Леденящий ветер пронизывал и не давал заснуть. Но зато утром, когда мы все сидели в санях, мир становился гостеприимным и, забыв о своем суровом характере, показывал нам картины, как художник в мастерской. У этих картин не было рам, и краски иногда слепили, как солнце, закутывавшееся в лисью шубу, но никогда ни раньше и ни позже я не видел ничего равного этим, пытающимся упасть скалам, лиственницам, каким-то чудом сумевшим вскарабкаться на облако и несущимся оттуда вниз, словно на лыжах, а возле самых копыт лошади взлетала, хлопая белыми крыльями, спавшая в снегу куропатка, чтобы попасть под выстрел старинного ружья, которое наготове держал наш проводник-эвенк Дароткан.

А затем опять ночь у костра на ветру, и снова утро в раю, когда местность, то забегая вперед, то удаляясь в сторону, спешит развернуть огромное панно, на котором еще не успели просохнуть краски.

Термометр, привязанный к передку саней, показывал сорок градусов ниже нуля, но мы сидели в тепле меховых одежд, и замерзшие реки, выгибаясь, то возносили нас к вершинам кедров, то опускали вниз, и пространство, забыв о моих спутниках, вдруг обращалось ко мне на онемевшем наречии причудливых линий и красок, у которых были поэтично звучавшие имена, например Витим и Витимкан, Ципа и Ципикан.
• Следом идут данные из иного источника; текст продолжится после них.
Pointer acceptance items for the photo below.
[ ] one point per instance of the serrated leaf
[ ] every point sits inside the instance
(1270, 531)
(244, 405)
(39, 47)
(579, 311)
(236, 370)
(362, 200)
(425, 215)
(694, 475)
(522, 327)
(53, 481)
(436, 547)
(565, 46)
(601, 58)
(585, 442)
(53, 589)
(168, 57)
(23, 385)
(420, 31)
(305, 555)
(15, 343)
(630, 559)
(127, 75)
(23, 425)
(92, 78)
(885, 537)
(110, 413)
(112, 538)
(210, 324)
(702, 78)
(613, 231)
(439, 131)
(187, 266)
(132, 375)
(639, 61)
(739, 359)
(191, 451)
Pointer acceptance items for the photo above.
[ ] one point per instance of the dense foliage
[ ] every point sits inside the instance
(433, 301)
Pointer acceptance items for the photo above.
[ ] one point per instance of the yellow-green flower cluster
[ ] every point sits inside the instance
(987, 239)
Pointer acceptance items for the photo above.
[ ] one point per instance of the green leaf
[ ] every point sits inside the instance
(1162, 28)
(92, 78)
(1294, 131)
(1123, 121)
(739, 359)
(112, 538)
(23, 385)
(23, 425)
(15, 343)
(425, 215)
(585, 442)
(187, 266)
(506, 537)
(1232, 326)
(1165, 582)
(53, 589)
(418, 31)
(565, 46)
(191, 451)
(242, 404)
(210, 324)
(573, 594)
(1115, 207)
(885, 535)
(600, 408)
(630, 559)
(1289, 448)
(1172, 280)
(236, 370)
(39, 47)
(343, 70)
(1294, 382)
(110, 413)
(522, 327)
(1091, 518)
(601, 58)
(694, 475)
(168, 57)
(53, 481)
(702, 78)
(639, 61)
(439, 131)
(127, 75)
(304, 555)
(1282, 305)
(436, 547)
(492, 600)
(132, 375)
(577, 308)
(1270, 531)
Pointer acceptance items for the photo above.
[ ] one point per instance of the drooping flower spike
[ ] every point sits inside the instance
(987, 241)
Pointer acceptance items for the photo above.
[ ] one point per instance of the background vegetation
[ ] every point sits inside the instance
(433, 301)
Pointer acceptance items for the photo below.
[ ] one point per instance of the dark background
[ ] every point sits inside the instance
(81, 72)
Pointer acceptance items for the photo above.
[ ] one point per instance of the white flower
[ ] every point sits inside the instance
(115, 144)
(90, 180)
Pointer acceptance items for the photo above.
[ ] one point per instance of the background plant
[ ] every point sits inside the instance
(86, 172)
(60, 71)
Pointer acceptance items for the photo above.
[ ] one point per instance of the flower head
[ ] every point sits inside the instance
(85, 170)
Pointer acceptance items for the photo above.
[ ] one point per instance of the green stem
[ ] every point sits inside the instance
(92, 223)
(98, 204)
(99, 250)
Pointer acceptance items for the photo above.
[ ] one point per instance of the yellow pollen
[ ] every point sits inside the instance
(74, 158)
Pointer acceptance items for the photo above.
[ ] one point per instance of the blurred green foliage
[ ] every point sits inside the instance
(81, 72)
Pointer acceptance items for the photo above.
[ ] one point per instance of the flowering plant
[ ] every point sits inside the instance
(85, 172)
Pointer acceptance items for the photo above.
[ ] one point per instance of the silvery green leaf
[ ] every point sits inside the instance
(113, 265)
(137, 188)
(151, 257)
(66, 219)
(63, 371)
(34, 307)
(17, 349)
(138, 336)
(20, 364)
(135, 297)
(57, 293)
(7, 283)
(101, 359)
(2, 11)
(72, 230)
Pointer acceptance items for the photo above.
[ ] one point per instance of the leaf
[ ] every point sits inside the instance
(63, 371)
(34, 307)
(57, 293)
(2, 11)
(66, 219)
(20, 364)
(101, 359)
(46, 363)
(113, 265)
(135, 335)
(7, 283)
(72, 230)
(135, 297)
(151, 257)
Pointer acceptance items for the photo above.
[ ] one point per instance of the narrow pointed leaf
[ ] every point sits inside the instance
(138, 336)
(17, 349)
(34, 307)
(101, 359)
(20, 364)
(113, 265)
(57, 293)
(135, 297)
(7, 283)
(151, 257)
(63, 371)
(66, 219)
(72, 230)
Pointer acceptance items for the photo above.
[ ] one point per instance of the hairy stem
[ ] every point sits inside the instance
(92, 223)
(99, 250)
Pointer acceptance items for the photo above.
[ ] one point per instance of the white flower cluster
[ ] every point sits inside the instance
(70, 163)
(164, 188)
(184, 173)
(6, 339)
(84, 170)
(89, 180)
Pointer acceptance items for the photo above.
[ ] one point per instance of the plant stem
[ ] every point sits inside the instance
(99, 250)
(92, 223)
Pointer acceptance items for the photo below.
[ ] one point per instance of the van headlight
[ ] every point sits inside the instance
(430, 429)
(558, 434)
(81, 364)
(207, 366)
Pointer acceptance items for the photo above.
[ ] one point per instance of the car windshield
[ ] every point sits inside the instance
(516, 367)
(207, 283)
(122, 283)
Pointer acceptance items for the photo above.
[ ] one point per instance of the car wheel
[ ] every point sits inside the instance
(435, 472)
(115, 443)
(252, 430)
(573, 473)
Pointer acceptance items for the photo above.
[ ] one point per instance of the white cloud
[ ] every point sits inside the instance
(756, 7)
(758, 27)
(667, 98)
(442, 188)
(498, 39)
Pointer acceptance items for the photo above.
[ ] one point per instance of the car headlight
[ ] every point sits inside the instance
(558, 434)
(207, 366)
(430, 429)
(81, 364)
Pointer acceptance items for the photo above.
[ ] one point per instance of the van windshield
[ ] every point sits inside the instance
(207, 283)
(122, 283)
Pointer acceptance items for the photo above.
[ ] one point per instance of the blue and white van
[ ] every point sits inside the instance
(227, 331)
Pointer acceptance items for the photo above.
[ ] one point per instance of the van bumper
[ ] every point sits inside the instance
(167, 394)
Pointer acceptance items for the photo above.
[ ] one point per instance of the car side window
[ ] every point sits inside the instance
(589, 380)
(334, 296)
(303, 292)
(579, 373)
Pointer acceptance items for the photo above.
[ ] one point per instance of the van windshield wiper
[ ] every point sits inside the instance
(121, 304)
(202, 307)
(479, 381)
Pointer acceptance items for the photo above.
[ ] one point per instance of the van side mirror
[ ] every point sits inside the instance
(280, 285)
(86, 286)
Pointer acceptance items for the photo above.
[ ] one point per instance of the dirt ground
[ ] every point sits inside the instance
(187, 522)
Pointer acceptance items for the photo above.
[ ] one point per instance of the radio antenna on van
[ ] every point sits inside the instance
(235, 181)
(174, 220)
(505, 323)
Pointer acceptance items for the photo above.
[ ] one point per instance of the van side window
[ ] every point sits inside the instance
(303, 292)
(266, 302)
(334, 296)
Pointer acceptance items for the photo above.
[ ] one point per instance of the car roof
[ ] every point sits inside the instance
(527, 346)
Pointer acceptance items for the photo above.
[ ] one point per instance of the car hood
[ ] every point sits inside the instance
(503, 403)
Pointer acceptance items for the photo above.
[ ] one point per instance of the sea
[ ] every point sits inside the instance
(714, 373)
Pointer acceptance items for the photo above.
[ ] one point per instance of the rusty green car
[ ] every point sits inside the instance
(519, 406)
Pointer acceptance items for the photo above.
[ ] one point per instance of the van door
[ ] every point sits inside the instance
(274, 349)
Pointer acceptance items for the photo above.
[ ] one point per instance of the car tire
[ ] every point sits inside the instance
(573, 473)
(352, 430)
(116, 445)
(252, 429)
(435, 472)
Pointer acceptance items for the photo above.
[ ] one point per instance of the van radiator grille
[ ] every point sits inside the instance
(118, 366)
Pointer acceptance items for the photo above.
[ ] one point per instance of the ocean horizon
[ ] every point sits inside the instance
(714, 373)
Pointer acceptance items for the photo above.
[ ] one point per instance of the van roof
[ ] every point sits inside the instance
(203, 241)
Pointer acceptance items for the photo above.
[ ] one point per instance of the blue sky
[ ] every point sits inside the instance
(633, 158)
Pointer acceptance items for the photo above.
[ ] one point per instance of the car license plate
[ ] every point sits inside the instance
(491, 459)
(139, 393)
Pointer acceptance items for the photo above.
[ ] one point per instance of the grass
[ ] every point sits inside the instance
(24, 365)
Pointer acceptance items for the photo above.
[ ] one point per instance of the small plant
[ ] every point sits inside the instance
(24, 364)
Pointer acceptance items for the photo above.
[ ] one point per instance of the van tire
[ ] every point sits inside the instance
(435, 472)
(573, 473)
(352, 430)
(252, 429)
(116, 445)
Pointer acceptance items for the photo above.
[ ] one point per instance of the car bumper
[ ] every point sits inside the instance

И проводник наш Дароткан вдруг начинал разговаривать с рекой на тунгусском языке, единственном на свете языке, который понимала замерзшая река, по-зимнему расположившаяся возле крутой сумасшедшей горы, уже вскочившей на дыбы, как взбесившаяся лошадь.

Иногда минуты и часы останавливались, и в мире, казалось, оставалось только пространство, дикое, великолепное, опрокинутое вверх дном пространство, вовсе не нуждавшееся ни в каком времени.